The Flivver King describes the rise of Henry Ford, his “wage reform” and his company’s Sociological Department, to his decline into antisemitism as the publisher of The Dearborn Independent. King Coal confronts John D. Rockefeller Jr. and his role in the 1914 Ludlow Massacre in the coal fields of Colorado.

Sinclair was an outspoken socialist and ran unsuccessfully for Congress as a nominee from the Socialist Party. He was also the Democratic Party candidate for governor of California during the Great Depression, running under the banner of the End Poverty in California campaign, but was defeated in the 1934 election.

Early life and education

Sinclair was born in Baltimore, Maryland, to Upton Beall Sinclair Sr. and Priscilla Harden Sinclair.
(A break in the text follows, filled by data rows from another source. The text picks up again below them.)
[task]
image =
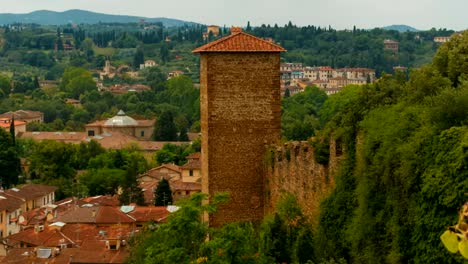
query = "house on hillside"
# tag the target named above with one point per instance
(20, 126)
(141, 129)
(25, 116)
(391, 45)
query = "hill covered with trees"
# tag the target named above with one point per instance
(401, 184)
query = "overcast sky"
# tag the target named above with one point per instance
(421, 14)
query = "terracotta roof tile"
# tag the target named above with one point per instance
(111, 214)
(149, 213)
(9, 202)
(67, 137)
(185, 186)
(239, 42)
(192, 164)
(31, 191)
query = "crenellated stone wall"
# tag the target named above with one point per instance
(292, 168)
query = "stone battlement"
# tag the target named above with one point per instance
(291, 167)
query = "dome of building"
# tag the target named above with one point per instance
(121, 120)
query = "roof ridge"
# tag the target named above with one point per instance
(206, 47)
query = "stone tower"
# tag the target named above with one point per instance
(240, 113)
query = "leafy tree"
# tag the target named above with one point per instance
(299, 119)
(164, 53)
(165, 129)
(103, 181)
(180, 238)
(9, 160)
(77, 81)
(163, 193)
(183, 135)
(138, 58)
(131, 192)
(5, 86)
(287, 93)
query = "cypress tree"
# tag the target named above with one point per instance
(163, 193)
(165, 129)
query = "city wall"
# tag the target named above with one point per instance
(292, 168)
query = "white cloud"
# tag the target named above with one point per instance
(422, 14)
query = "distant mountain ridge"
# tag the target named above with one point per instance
(77, 16)
(401, 28)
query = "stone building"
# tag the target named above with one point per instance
(240, 113)
(141, 129)
(25, 116)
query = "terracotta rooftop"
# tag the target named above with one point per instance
(239, 41)
(185, 186)
(22, 114)
(192, 164)
(67, 137)
(31, 191)
(5, 123)
(9, 202)
(149, 213)
(196, 155)
(95, 214)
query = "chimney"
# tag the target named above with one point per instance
(235, 30)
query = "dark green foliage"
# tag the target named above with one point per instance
(102, 181)
(183, 135)
(179, 239)
(321, 149)
(299, 119)
(164, 128)
(163, 193)
(131, 191)
(138, 58)
(77, 81)
(9, 160)
(287, 93)
(404, 176)
(282, 238)
(5, 86)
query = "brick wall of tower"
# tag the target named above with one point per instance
(240, 113)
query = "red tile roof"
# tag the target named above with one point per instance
(185, 186)
(9, 203)
(196, 155)
(67, 137)
(239, 41)
(5, 123)
(149, 213)
(111, 215)
(31, 191)
(192, 164)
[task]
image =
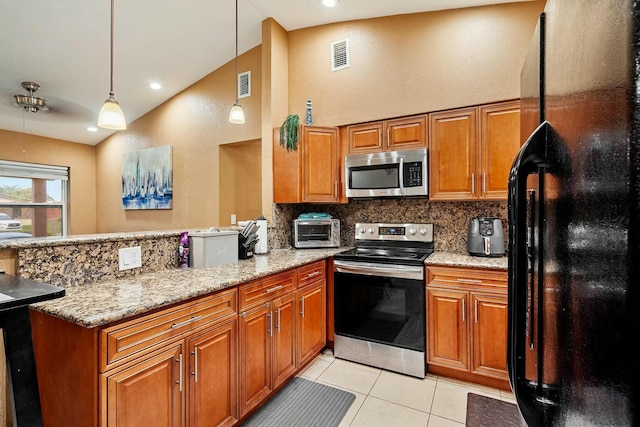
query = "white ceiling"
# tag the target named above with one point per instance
(63, 45)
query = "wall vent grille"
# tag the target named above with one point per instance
(340, 55)
(244, 84)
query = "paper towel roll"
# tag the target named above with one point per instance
(262, 246)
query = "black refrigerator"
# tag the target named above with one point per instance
(574, 219)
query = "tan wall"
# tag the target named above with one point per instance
(409, 64)
(275, 105)
(81, 160)
(240, 177)
(194, 123)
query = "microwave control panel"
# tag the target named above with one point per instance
(413, 174)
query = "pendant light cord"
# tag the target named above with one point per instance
(236, 51)
(111, 48)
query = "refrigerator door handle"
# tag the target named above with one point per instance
(529, 161)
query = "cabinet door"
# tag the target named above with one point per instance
(447, 328)
(149, 393)
(406, 133)
(452, 148)
(365, 138)
(499, 144)
(489, 331)
(213, 376)
(312, 322)
(319, 164)
(284, 354)
(255, 357)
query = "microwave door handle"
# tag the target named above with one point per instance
(401, 173)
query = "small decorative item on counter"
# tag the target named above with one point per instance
(289, 132)
(309, 120)
(183, 250)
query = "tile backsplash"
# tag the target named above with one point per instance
(450, 219)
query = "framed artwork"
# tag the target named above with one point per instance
(147, 179)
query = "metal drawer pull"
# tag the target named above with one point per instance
(472, 281)
(179, 382)
(195, 364)
(186, 322)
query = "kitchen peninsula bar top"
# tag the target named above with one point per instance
(96, 304)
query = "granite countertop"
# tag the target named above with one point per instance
(100, 303)
(36, 242)
(463, 260)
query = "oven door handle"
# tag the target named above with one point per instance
(385, 270)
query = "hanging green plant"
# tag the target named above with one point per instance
(289, 132)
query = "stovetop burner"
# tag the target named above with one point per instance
(408, 244)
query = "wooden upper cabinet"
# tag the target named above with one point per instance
(406, 133)
(388, 135)
(471, 151)
(312, 173)
(499, 144)
(452, 150)
(320, 165)
(365, 138)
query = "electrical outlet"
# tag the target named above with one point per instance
(129, 258)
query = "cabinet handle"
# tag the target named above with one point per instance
(470, 281)
(179, 382)
(195, 364)
(186, 322)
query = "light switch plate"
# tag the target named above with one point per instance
(129, 258)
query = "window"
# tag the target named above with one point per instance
(33, 200)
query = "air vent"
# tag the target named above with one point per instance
(339, 55)
(244, 84)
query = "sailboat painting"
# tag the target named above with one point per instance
(147, 179)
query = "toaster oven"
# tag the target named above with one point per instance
(316, 233)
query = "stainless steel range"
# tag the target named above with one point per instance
(380, 306)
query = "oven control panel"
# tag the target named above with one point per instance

His father was a liquor salesman whose alcoholism shadowed his son’s childhood. Priscilla Harden Sinclair was a strict Episcopalian who disliked alcohol, tea, and coffee. Both of Upton Sinclair’s parents were of British ancestry. His paternal grandparents were Scottish, and all of his ancestors emigrated to America from Great Britain during the late 1600s and early 1700s. As a child, Sinclair slept either on sofas or cross-ways on his parents’ bed. When his father was out for the night, he would sleep in the bed with his mother. His mother’s family was very affluent: her parents were very prosperous in Baltimore, and her sister married a millionaire. Sinclair had wealthy maternal grandparents with whom he often stayed. This gave him insight into how both the rich and the poor lived during the late 19th century. Living in two social settings affected him and greatly influenced his books. Upton Beall Sinclair Sr. was from a highly respected family in the South, but the family was financially ruined by the Civil War, the end of slavery causing disruptions of the labor system during the Reconstruction era, and an extended agricultural depression.